Примостившись в своем углу, как можно полнее прильнув телом, без одежды, к кирпичной кладке, замедляя до последней крайности дыхание, устремляясь душой к вибрации плоти внутри своей плоти, я чувствовала, как раздается, выдвигается вперед мое лицо, и, пока стремительно набухали и приходили в радостный трепет язык и губы, ощущала, как углубляется рот, безмерно раскрывается внутри самого себя, пока не совпадет со всем полым в женском теле. В отдаленных устоях своего бытия мой рот смыкался с маткой. От губ лица до губ вагины я была всего лишь одиноким ртом среди бездны — бесконечной способностью впитывать, чистой возможностью поглощать.

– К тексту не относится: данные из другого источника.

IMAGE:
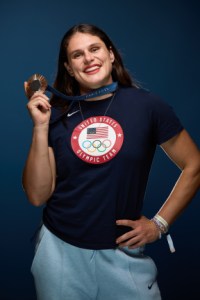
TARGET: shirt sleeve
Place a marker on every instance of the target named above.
(166, 123)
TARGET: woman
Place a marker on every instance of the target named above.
(89, 164)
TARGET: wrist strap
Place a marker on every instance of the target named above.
(163, 227)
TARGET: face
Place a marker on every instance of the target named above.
(89, 61)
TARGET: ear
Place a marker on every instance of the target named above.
(68, 68)
(112, 57)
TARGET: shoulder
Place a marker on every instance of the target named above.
(142, 97)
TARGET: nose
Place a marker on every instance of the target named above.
(88, 57)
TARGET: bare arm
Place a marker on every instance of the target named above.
(40, 170)
(185, 154)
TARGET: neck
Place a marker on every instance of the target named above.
(100, 97)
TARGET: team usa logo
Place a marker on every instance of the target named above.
(97, 140)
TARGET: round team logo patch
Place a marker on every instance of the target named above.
(97, 140)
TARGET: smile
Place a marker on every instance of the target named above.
(92, 69)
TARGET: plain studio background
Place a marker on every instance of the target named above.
(160, 45)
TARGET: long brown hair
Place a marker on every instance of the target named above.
(68, 84)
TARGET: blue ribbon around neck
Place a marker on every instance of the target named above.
(95, 93)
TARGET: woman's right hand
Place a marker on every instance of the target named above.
(39, 108)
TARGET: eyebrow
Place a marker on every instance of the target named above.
(91, 45)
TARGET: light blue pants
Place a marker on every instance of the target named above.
(64, 272)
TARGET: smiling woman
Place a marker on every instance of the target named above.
(89, 61)
(89, 165)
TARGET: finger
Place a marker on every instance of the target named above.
(25, 85)
(125, 237)
(39, 103)
(131, 243)
(39, 94)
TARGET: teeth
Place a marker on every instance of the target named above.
(91, 69)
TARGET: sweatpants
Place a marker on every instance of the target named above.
(62, 271)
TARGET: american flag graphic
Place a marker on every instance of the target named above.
(97, 132)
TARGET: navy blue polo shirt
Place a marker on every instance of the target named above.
(89, 198)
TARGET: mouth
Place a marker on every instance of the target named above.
(92, 69)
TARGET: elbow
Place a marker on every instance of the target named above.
(35, 199)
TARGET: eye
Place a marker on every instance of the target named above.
(77, 55)
(94, 49)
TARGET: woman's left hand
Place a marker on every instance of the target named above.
(143, 231)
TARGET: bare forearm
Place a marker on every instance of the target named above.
(181, 195)
(37, 175)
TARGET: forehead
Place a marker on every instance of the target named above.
(82, 40)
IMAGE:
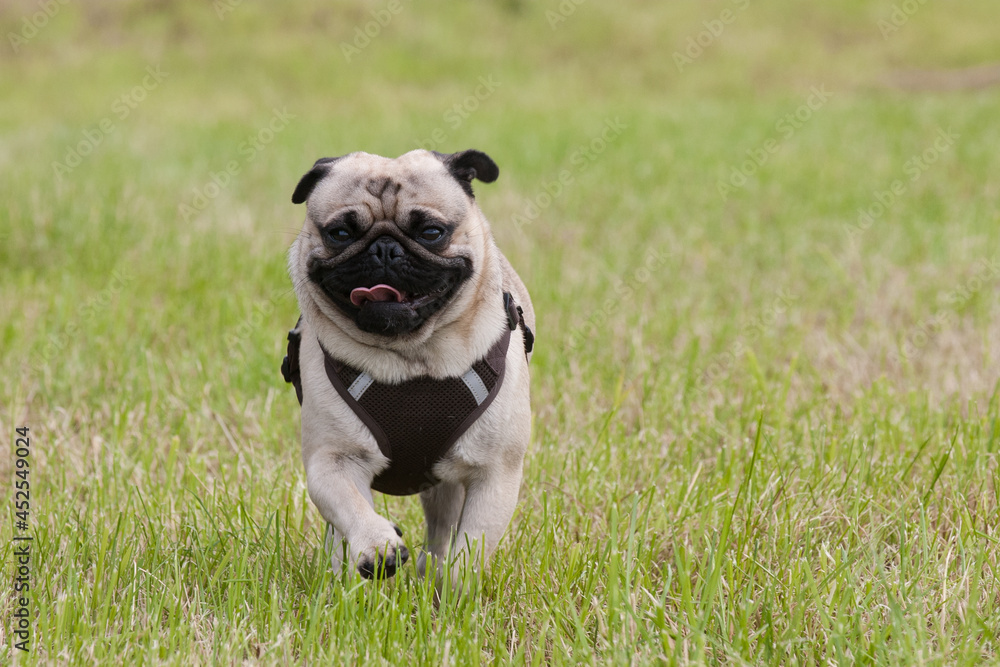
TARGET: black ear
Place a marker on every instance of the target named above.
(312, 177)
(470, 164)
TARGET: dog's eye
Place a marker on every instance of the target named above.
(338, 235)
(431, 234)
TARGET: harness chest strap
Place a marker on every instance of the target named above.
(416, 422)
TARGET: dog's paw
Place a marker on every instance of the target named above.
(381, 562)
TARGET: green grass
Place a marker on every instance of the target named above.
(776, 443)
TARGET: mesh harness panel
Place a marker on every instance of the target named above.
(416, 422)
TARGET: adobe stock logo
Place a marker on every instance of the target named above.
(364, 34)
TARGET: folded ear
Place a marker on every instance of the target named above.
(470, 164)
(312, 177)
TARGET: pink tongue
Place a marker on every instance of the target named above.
(377, 293)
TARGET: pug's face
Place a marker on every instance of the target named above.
(387, 238)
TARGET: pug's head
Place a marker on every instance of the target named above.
(387, 241)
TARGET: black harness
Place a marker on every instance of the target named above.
(415, 422)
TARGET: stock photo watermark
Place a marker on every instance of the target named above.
(459, 112)
(562, 12)
(785, 128)
(364, 34)
(34, 23)
(57, 343)
(224, 7)
(580, 160)
(121, 108)
(900, 16)
(696, 44)
(624, 289)
(913, 169)
(249, 149)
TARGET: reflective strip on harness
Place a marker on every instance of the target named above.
(475, 385)
(415, 423)
(360, 385)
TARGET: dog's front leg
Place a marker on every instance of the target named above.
(339, 486)
(489, 505)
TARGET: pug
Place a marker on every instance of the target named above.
(410, 359)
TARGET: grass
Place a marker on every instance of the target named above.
(766, 427)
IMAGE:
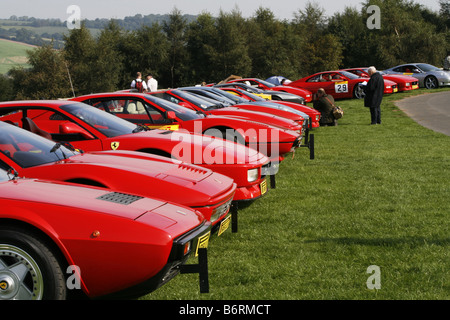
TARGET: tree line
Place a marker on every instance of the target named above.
(208, 49)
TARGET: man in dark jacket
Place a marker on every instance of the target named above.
(324, 103)
(374, 95)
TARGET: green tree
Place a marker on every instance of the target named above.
(175, 29)
(46, 79)
(6, 88)
(80, 53)
(319, 50)
(271, 44)
(107, 65)
(202, 36)
(231, 46)
(147, 52)
(351, 30)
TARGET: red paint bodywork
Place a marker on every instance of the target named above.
(264, 85)
(271, 141)
(284, 120)
(134, 242)
(340, 84)
(122, 171)
(227, 158)
(312, 113)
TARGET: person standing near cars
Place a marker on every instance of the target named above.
(152, 83)
(374, 95)
(138, 84)
(324, 103)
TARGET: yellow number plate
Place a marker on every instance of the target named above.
(263, 186)
(203, 242)
(224, 225)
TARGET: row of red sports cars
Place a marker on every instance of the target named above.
(150, 177)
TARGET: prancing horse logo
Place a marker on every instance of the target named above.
(4, 285)
(115, 145)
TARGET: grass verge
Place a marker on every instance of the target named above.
(374, 195)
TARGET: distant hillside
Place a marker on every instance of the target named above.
(40, 31)
(12, 54)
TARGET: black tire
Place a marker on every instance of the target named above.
(431, 82)
(28, 268)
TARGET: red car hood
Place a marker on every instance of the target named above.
(197, 148)
(100, 201)
(163, 168)
(141, 174)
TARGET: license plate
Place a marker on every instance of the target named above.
(203, 242)
(263, 186)
(224, 225)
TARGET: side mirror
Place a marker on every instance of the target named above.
(184, 105)
(73, 128)
(170, 115)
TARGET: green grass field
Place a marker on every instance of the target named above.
(374, 195)
(12, 54)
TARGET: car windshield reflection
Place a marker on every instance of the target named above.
(109, 125)
(28, 149)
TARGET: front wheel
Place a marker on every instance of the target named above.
(358, 91)
(431, 82)
(28, 268)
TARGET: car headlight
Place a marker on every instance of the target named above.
(221, 210)
(252, 175)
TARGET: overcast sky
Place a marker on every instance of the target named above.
(91, 9)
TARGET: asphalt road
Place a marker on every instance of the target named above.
(431, 110)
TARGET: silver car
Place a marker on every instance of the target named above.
(429, 76)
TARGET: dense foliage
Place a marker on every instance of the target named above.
(180, 51)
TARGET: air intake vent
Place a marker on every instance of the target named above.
(120, 198)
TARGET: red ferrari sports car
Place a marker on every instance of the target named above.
(36, 157)
(313, 114)
(404, 82)
(154, 112)
(209, 107)
(90, 129)
(58, 238)
(192, 98)
(264, 85)
(340, 84)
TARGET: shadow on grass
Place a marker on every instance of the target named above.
(383, 242)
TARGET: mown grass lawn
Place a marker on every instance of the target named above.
(374, 195)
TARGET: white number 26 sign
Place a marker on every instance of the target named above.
(341, 87)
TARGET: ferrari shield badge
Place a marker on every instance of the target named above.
(115, 145)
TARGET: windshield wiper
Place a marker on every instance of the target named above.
(56, 147)
(140, 128)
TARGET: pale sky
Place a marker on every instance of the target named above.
(91, 9)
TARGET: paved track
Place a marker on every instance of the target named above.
(429, 110)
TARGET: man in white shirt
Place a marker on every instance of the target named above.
(138, 84)
(152, 83)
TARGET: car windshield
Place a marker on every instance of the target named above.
(349, 75)
(428, 67)
(228, 95)
(4, 176)
(267, 84)
(28, 149)
(108, 124)
(198, 101)
(182, 113)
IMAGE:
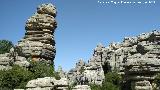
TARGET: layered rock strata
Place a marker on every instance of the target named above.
(38, 42)
(47, 83)
(136, 58)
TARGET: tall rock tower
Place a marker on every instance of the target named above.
(38, 42)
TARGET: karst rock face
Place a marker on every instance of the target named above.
(38, 42)
(135, 58)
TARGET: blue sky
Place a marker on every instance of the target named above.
(82, 24)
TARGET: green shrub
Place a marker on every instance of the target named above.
(18, 77)
(112, 82)
(5, 46)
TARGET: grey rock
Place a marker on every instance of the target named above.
(38, 42)
(47, 83)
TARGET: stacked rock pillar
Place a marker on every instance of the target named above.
(38, 42)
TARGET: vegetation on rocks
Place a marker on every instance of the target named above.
(5, 46)
(18, 77)
(112, 82)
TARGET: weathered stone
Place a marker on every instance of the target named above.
(38, 42)
(136, 58)
(47, 83)
(82, 87)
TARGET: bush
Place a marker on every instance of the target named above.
(112, 82)
(5, 46)
(18, 77)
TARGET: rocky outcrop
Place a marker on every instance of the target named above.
(76, 75)
(5, 61)
(14, 57)
(47, 83)
(82, 87)
(61, 73)
(136, 58)
(38, 42)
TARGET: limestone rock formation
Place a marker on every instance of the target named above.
(82, 87)
(5, 62)
(14, 57)
(61, 73)
(136, 58)
(38, 42)
(47, 83)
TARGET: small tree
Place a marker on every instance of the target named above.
(5, 46)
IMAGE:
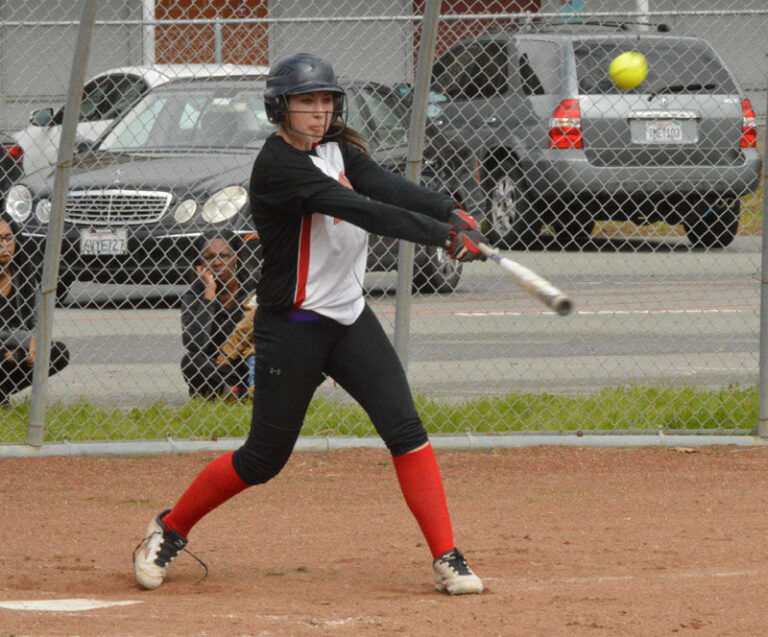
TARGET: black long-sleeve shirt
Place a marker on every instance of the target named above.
(313, 210)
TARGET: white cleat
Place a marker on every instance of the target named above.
(453, 575)
(154, 554)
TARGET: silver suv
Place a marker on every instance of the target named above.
(561, 147)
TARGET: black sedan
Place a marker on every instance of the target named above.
(178, 163)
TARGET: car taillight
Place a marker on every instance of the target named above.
(17, 152)
(748, 125)
(565, 125)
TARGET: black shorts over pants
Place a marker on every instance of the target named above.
(291, 358)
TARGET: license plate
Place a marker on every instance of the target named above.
(104, 242)
(666, 132)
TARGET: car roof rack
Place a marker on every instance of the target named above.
(578, 24)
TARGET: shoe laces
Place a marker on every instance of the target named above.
(456, 561)
(168, 551)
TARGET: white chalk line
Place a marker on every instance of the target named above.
(62, 605)
(475, 314)
(519, 583)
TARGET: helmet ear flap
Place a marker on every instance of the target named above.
(338, 108)
(275, 108)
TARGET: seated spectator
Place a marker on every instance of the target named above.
(211, 310)
(18, 347)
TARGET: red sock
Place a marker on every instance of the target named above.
(422, 486)
(213, 486)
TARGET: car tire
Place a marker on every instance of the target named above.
(713, 225)
(435, 271)
(573, 231)
(510, 219)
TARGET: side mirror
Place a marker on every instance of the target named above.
(83, 146)
(41, 117)
(404, 92)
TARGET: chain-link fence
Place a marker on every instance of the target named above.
(643, 203)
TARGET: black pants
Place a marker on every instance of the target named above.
(290, 360)
(16, 375)
(205, 378)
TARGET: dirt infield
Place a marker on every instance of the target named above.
(639, 542)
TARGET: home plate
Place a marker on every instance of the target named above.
(61, 605)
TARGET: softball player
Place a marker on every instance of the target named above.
(315, 194)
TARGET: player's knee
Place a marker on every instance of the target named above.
(257, 468)
(406, 437)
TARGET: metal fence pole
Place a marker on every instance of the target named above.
(762, 425)
(47, 295)
(415, 155)
(218, 41)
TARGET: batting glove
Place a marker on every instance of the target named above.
(462, 219)
(462, 245)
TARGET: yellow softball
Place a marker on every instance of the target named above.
(628, 70)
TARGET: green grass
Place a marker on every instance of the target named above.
(622, 409)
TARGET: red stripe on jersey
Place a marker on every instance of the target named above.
(344, 182)
(304, 241)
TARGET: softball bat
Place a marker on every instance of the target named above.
(531, 282)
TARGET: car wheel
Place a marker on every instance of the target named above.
(573, 231)
(435, 271)
(713, 225)
(509, 217)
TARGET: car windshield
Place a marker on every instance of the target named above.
(191, 119)
(682, 66)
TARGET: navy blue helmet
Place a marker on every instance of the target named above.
(297, 74)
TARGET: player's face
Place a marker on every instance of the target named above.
(7, 243)
(219, 258)
(308, 118)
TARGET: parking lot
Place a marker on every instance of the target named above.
(645, 312)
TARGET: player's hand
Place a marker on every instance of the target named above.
(209, 280)
(462, 245)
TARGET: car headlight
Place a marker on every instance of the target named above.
(225, 204)
(18, 203)
(185, 211)
(43, 210)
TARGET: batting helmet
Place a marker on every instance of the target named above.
(297, 74)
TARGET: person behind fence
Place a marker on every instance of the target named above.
(18, 346)
(315, 194)
(212, 313)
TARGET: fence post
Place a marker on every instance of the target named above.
(148, 31)
(415, 155)
(762, 425)
(218, 41)
(47, 292)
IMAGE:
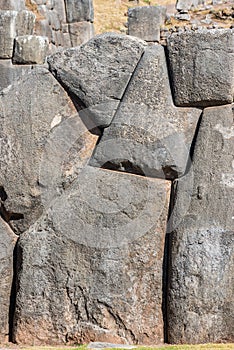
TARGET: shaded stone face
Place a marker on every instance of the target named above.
(98, 72)
(200, 300)
(95, 262)
(144, 22)
(148, 134)
(7, 245)
(202, 67)
(32, 111)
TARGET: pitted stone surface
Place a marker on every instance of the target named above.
(148, 135)
(7, 245)
(93, 273)
(202, 67)
(30, 49)
(30, 111)
(145, 22)
(98, 72)
(200, 300)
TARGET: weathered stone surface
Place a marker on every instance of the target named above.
(202, 67)
(92, 267)
(98, 72)
(32, 111)
(148, 135)
(7, 244)
(144, 22)
(200, 300)
(80, 32)
(16, 5)
(78, 11)
(12, 24)
(30, 49)
(9, 72)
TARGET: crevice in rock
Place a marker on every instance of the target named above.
(12, 305)
(166, 267)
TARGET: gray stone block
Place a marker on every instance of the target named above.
(144, 22)
(98, 72)
(80, 32)
(7, 245)
(78, 11)
(30, 110)
(15, 5)
(200, 299)
(202, 67)
(92, 267)
(12, 24)
(9, 73)
(148, 135)
(30, 49)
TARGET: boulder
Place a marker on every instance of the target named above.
(80, 32)
(202, 67)
(78, 11)
(9, 72)
(97, 73)
(30, 49)
(148, 135)
(7, 245)
(145, 22)
(12, 24)
(92, 266)
(33, 112)
(200, 297)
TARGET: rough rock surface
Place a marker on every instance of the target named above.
(9, 73)
(12, 24)
(144, 22)
(202, 67)
(148, 135)
(7, 244)
(98, 72)
(80, 32)
(92, 267)
(30, 112)
(78, 11)
(200, 300)
(30, 49)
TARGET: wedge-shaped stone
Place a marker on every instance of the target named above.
(78, 11)
(98, 72)
(144, 22)
(30, 49)
(200, 300)
(38, 148)
(202, 67)
(7, 245)
(92, 267)
(12, 24)
(148, 134)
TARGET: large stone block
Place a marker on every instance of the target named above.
(98, 72)
(38, 121)
(30, 49)
(148, 135)
(12, 24)
(78, 11)
(200, 299)
(9, 73)
(80, 32)
(92, 267)
(7, 245)
(15, 5)
(202, 67)
(144, 22)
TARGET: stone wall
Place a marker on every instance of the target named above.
(116, 173)
(31, 30)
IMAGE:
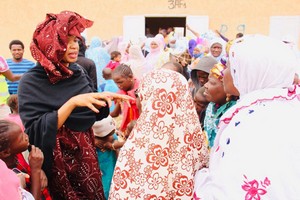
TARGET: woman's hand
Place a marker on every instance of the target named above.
(94, 101)
(118, 97)
(35, 158)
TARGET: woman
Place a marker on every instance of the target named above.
(220, 102)
(166, 146)
(58, 108)
(257, 153)
(156, 57)
(136, 61)
(217, 49)
(99, 55)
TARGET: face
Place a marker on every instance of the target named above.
(196, 51)
(118, 58)
(19, 139)
(200, 102)
(202, 77)
(229, 87)
(123, 83)
(216, 49)
(214, 90)
(153, 45)
(17, 52)
(138, 102)
(71, 53)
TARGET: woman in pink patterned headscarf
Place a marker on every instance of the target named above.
(166, 147)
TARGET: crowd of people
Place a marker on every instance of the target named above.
(157, 117)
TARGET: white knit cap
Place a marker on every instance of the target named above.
(103, 127)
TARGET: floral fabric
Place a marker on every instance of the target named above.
(166, 147)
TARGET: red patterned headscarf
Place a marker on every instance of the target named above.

И когда входил ребенок, и щеки его свежели от воздуха, вкус к которому я уже утратила, когда он проскальзывал, весь пропитанный солнцем, в полумрак комнаты, на цыпочках, с улыбкой во всё лицо — я была на месте, и это было ужасно, я была там, у самой стены, выпятив вперед свои материнские тубы, свои материнские груди, выставив лобок, я была там и где-то совсем не там, я изливалась в пустыне, я восставала через голод и жажду, была уже не холмом, я была на полном ходу, я мчалась, в своем желании я устремлялась, отпустив узду, нацелившись всеми антеннами на жертву своей мечты. Я уже не была больше какой угодно женщиной, какой угодно матерью какого угодно ребенка. Не знаю, чем я была. Я жила на высоте, куда не доносились слова — и даже крики. Доносилось нечто вроде ропота, мурлычущего, как звуковая полнота моего бытия, и на него накладывались обертоны нежности и жестокости. Вот им-то я и была, этим счастливым сетованием женской радости от восставшего на нее, возлегшего на нее ребенка, обкатанного в ее плоти, погрузившегося в материнские складки на манер гигантского фаллоса — фаллоса, который был ее собственным, матери, фаллосом и который она, мать, могла сжимать в объятиях и смаковать во всё горло, и она не отказывала себе в удовольствии, не оставляла его, она огибала его своим телом, она становилась полой, она на полной скорости приближалась к той главной полости, что определяла ее изнутри, по ту сторону любых видимостей, как Женщину-Мать-Любовницу, созидательницу и разрушительницу, она открывалась, не только во плоти, но воистину и в своей онтологической полноте, этому странному фаллосу, вызревшему некогда в ее чреве и исторгнутому вовне, который ныне в него, это чрево, возвращался, который был под рукой, пошатывающийся от счастья и вскоре засыпающий, вытянувшись во весь рост, подрагивая в свою очередь в ритме той нутряной любви, что связывала его с матерью. Ну а я не переставала приближаться к этой полости, содержавшей целиком всю истину моего бытия. И в ослепительной вспышке озарения понимала, что в самой глубокой радости всегда пребуду вне радости, пока предмет моей любви остается вне меня.